For now, the “prior express written consent” regulation remains in effect. But a day may soon come where this requirement is also struck down, especially after the Supreme Court’s landmark Loper Bright ruling in 2024 directing courts to independently interpret statutes without having to defer to the agency’s interpretation under the now-defunct Chevron doctrine. Currently pending in the Fourth Circuit is a case involving the interplay between “prior express written consent” and the E-SIGN Act, a federal statute that generally permits agreements to be entered into and signed electronically. See Bradley v. DentalPlans.com, 2024 WL 2865075 (D. Md. 2024), on appeal, No. 24-192 (4th Cir.).

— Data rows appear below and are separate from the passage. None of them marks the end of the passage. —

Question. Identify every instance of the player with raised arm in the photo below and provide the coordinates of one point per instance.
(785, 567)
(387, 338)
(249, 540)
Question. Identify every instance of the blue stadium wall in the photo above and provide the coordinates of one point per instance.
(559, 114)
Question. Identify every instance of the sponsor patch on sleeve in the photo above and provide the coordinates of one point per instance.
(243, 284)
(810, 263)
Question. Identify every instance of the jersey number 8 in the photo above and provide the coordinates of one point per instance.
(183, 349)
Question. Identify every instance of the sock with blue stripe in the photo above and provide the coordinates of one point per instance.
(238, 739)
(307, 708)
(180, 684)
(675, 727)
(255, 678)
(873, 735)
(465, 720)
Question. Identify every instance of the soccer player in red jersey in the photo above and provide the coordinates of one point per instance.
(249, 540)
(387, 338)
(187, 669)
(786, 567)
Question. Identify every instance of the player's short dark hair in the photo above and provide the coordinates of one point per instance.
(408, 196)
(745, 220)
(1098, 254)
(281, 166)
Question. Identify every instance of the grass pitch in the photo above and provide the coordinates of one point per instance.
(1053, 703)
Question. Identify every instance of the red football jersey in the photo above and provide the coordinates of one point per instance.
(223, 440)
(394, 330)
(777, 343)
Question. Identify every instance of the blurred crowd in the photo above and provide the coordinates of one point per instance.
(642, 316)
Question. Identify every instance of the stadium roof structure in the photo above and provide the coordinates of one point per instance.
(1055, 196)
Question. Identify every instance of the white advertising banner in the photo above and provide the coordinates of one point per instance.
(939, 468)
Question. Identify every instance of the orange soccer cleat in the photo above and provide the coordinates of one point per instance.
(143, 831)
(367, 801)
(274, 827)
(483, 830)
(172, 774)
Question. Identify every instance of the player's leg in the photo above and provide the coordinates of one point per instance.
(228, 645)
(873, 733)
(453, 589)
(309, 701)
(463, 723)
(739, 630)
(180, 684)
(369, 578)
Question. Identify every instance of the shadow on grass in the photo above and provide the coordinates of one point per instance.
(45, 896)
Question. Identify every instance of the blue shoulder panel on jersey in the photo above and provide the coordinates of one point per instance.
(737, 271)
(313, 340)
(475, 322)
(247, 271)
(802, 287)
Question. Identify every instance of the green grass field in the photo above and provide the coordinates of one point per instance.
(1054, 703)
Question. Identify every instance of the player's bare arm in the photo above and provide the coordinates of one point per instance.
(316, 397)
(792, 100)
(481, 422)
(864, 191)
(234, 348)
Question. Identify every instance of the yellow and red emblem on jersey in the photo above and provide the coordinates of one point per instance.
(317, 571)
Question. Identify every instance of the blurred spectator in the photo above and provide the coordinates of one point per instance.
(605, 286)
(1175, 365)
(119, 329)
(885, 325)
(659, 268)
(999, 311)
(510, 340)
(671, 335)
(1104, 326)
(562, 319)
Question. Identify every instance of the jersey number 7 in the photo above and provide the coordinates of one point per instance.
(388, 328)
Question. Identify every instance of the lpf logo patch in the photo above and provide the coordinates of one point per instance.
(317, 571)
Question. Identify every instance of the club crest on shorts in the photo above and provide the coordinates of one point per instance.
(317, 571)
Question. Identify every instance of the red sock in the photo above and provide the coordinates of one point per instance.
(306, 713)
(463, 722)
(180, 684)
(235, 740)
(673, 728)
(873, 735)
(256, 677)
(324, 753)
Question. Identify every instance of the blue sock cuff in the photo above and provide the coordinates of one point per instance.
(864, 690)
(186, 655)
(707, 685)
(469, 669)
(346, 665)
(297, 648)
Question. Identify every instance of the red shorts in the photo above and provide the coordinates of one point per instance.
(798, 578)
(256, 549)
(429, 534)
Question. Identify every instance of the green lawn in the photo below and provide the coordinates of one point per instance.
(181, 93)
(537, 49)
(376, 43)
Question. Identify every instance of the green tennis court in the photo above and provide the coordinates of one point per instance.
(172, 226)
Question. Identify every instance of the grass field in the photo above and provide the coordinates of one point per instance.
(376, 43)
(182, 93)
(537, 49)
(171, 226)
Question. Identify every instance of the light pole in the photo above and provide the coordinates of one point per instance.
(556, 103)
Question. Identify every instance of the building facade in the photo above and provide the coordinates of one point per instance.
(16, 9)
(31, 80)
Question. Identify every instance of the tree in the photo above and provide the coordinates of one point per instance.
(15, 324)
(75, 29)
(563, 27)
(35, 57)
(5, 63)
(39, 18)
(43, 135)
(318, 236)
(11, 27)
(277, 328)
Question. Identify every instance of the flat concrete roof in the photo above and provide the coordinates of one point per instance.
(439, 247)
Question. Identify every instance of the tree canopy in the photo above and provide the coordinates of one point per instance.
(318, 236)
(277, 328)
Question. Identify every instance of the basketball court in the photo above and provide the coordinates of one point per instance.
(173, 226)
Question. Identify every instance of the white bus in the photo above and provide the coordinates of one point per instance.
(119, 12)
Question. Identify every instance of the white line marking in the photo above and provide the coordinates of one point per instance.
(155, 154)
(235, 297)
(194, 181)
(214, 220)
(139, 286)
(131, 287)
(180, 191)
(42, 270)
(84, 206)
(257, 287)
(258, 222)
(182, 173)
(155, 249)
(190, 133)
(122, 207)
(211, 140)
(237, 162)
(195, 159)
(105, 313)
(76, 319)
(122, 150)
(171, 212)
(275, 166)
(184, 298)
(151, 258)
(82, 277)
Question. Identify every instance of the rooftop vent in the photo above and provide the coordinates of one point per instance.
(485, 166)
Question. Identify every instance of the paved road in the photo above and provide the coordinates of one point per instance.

It remains to be seen if and how the Eleventh Circuit’s ruling will impact the outcome in Bradley. The Fourth Circuit is not bound by the Eleventh Circuit’s decision, but may choose to adopt the Eleventh Circuit’s definition of “prior express consent” to mean permission granted “by actions or words, oral or written.”
Whether in that case or elsewhere, a future ruling that “written consent” is not required under the TCPA would free companies to collect consumer consent verbally, such as over the phone, even for automated telemarketing calls, thereby relieving them of the significant burden to enter into a written agreement that includes the consumer’s signature. In many ways, such a decision would be more consequential than the Eleventh Circuit’s decision. Until then, however, sellers engaged in telemarketing today, including educational institutions, still must collect consent in a signed, written agreement before placing automated telemarketing calls to consumers.
Thompson Coburn will be monitoring how the FCC reacts to the Eleventh Circuit’s decision and the outcome of the pending Fourth Circuit case.